Okay, I've done a little background research. This is information I probably should have known peripherally as a photographer using Windows, but it didn't register when I started this problem report.
Safari, Firefox, Photoshop, and a few other programs are color-managed. They honor the embedded ICC by default or with a configuration option. Windows Explorer and Internet Explorer, i.e., the desktop and IE, are not-color managed in the sense that they honor the ICC when rendering a photo. This is what I found in my experiments and seems to be the consensus on the web. Indeed, the photos that Windows includes for wallpaper are "untagged." They have no embedded ICC. Microsoft apparently pre-rendered them for display (and they have color problems to my eye). Interestingly enough, parts of Windows do honor the ICC, the prime example being the Windows Preview command, which displays the Windows Photo Viewer. Perhaps Microsoft Dev doesn't see photography and wallpaper as related? Visit the link below for a discussion that shows that Microsoft has done most of the leg work. In fact, I am pretty sure that my Huey Pro color calibration hardware and software use this subsystem for eliminating the color cast (making whites white) on my monitors and improving the contrast. Window color management is actually using the profiles created by my color profiling system. That, however, doesn't force either Windows Explorer or Internet Explorer to render image files using the ICC it seems.

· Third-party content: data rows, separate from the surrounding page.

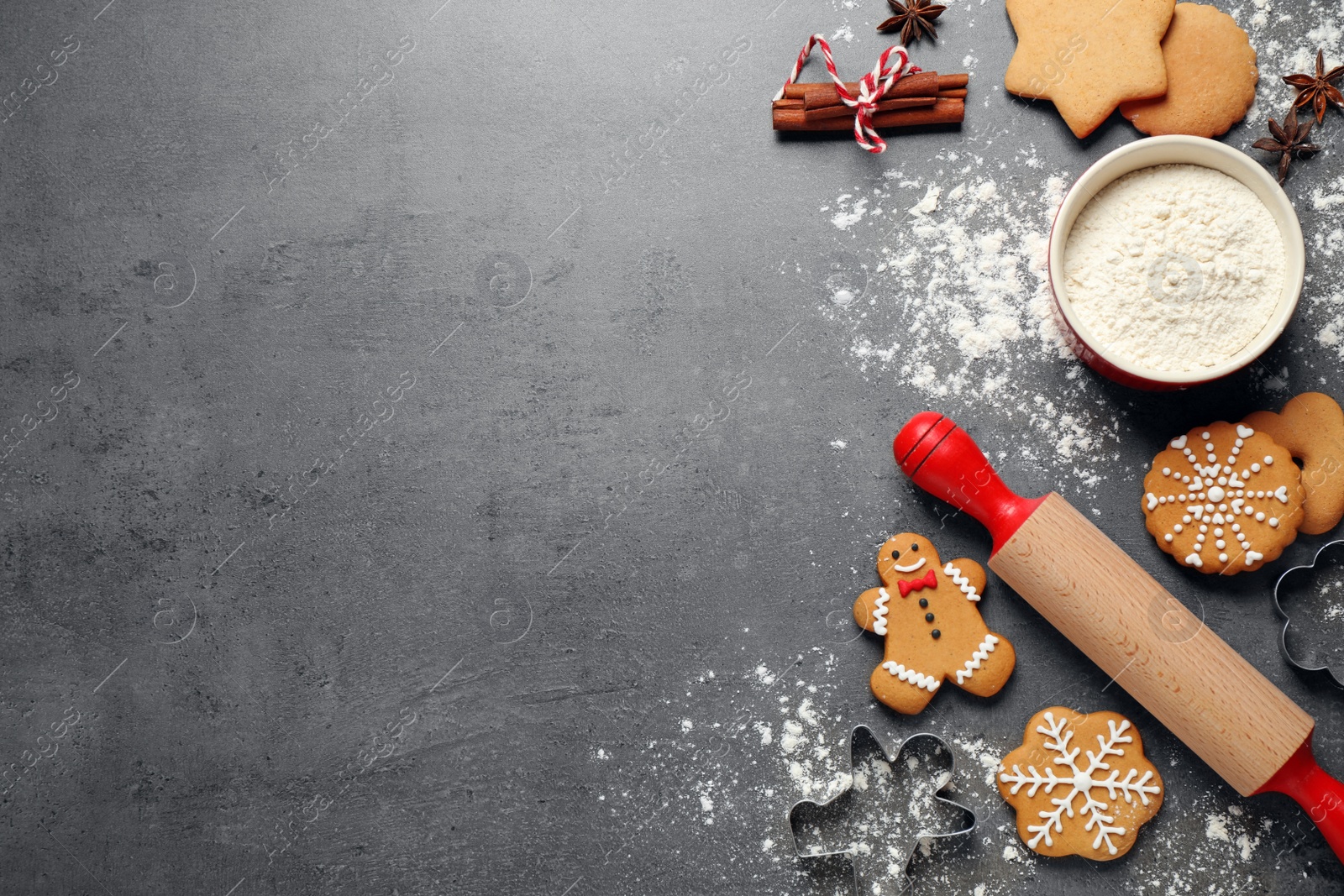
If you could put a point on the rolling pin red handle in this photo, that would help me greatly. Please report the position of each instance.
(1320, 795)
(944, 461)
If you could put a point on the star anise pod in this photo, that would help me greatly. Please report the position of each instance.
(1289, 140)
(914, 19)
(1320, 90)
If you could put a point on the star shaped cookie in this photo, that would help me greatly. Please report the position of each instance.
(1089, 55)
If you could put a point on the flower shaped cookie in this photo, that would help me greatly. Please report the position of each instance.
(1223, 499)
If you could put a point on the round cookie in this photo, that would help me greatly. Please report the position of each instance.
(1310, 426)
(1081, 783)
(1211, 76)
(1223, 499)
(929, 614)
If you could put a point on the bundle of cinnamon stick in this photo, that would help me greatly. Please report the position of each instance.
(922, 98)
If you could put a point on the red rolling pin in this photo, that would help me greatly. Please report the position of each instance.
(1249, 731)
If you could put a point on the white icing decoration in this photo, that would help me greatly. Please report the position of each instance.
(1215, 495)
(961, 582)
(1081, 781)
(917, 679)
(981, 653)
(879, 613)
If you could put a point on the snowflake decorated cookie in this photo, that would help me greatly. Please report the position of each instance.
(929, 614)
(1079, 783)
(1223, 499)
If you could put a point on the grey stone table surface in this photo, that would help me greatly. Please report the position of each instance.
(444, 443)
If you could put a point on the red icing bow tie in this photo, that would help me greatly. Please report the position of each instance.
(916, 584)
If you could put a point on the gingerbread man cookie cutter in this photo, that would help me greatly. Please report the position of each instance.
(1310, 664)
(941, 748)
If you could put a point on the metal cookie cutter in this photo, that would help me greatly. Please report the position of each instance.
(900, 766)
(1330, 559)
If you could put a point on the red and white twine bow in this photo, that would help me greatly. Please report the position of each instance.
(871, 87)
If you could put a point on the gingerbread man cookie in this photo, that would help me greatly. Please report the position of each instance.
(927, 613)
(1310, 426)
(1223, 499)
(1088, 55)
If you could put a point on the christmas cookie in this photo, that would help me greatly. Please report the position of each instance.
(1310, 426)
(1223, 499)
(929, 614)
(1088, 55)
(1079, 783)
(1211, 76)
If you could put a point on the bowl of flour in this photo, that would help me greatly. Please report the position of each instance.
(1175, 261)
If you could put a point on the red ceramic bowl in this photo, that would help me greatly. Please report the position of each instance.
(1164, 150)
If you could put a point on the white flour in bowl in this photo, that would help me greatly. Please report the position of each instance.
(1173, 268)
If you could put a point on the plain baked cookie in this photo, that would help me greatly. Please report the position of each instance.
(1088, 55)
(1079, 783)
(929, 613)
(1211, 76)
(1223, 499)
(1310, 426)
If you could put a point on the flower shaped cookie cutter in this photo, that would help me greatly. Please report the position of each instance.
(1328, 560)
(902, 762)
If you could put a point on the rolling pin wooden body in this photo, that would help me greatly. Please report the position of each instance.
(1234, 718)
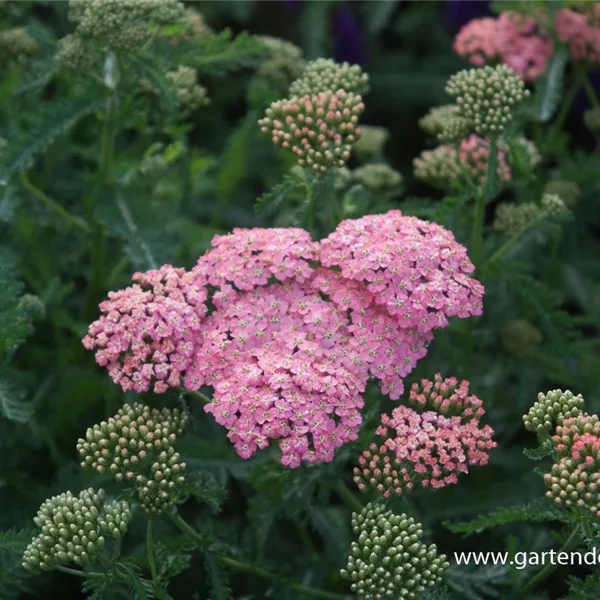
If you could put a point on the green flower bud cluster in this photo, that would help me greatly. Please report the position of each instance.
(319, 129)
(123, 24)
(325, 75)
(16, 46)
(283, 63)
(371, 142)
(454, 129)
(551, 409)
(513, 219)
(378, 177)
(591, 119)
(190, 95)
(521, 339)
(568, 191)
(437, 167)
(74, 529)
(157, 493)
(433, 122)
(553, 205)
(136, 445)
(75, 53)
(486, 97)
(390, 561)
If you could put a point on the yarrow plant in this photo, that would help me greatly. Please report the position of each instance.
(289, 346)
(265, 353)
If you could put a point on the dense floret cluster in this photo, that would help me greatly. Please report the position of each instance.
(325, 74)
(122, 24)
(319, 128)
(136, 446)
(428, 443)
(390, 560)
(75, 529)
(296, 328)
(486, 97)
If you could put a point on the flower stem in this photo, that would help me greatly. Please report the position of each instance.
(53, 205)
(488, 192)
(238, 565)
(77, 572)
(150, 552)
(549, 568)
(348, 496)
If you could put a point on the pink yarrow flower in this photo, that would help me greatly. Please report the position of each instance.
(295, 329)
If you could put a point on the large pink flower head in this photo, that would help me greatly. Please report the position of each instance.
(289, 344)
(511, 38)
(282, 367)
(146, 335)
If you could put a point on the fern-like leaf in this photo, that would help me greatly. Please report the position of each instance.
(52, 120)
(539, 511)
(217, 54)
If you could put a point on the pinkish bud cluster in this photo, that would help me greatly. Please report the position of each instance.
(318, 128)
(296, 327)
(511, 38)
(145, 337)
(430, 448)
(574, 480)
(526, 46)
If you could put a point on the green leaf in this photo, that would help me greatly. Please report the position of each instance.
(13, 398)
(539, 511)
(221, 53)
(50, 121)
(550, 88)
(272, 201)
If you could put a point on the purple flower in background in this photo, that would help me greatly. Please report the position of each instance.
(348, 38)
(349, 43)
(460, 12)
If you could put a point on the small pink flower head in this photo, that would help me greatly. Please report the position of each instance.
(427, 449)
(581, 31)
(146, 334)
(318, 128)
(573, 481)
(447, 397)
(512, 39)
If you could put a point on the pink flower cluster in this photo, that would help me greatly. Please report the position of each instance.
(524, 45)
(574, 481)
(429, 448)
(295, 329)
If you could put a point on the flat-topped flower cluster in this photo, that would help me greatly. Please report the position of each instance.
(288, 331)
(525, 43)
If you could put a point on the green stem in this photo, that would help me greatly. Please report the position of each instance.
(150, 552)
(550, 568)
(53, 205)
(249, 568)
(78, 573)
(348, 496)
(488, 192)
(196, 394)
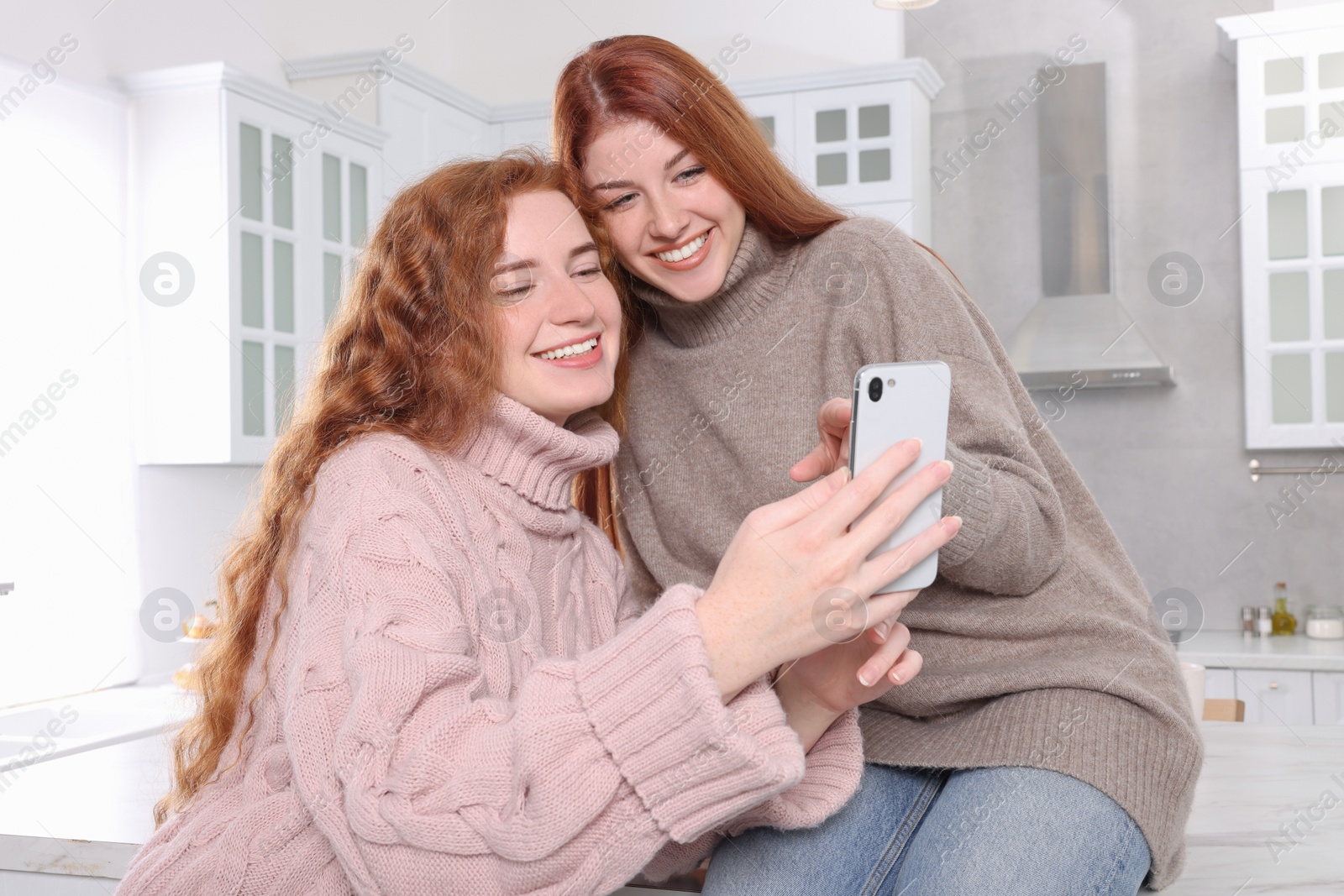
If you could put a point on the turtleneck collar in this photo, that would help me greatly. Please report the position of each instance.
(757, 275)
(537, 458)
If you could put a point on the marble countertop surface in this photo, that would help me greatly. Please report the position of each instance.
(1234, 651)
(87, 813)
(1261, 821)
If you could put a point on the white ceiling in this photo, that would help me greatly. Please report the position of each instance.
(499, 50)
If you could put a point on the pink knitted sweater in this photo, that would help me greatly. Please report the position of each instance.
(465, 699)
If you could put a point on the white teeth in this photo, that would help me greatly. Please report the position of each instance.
(685, 251)
(570, 351)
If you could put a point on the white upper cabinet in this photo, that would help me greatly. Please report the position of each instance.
(249, 206)
(429, 121)
(1290, 136)
(859, 137)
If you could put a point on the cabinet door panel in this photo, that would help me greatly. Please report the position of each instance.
(1328, 691)
(774, 117)
(1274, 696)
(1220, 684)
(855, 144)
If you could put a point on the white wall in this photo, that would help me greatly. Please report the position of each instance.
(501, 51)
(66, 470)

http://windows.microsoft.com/en-US/windows7/Change-color-management-settings
I do not fully understand how color management works, in the same sense that I don't understand internal combustion in my car's engine, but from what I gather, if an image is color-managed it contains the image data in RGB codes and an ICC table that tells how to translate the image for display based on the ICC/ICM standard. A system that ignores the ICC, just displays the RGB image without translating it and it looks pretty bad (compared to what the artist intended). The how-to of the matter, I don't exactly know. Safari and Firefox, as I said, do it. I think you have to configure Firefox to honor the ICC, but Windows Safari does it out of the box.
This, I guess, has devolved from a bug to an enhancement request. In theory, you could program DF to take an image that it recognizes as having an ICC and render it to display properly when Windows displays the image on the desktop the way the Windows Photo Viewer and browsers do. At the most simple level (not real world), this would mean simply translating the ICC color space to the sRGB color space. If DF can recognize color management on the system (e.g., as the open source Firefox does, hint, hint, wink, wink), it could properly render the image for each attached monitor.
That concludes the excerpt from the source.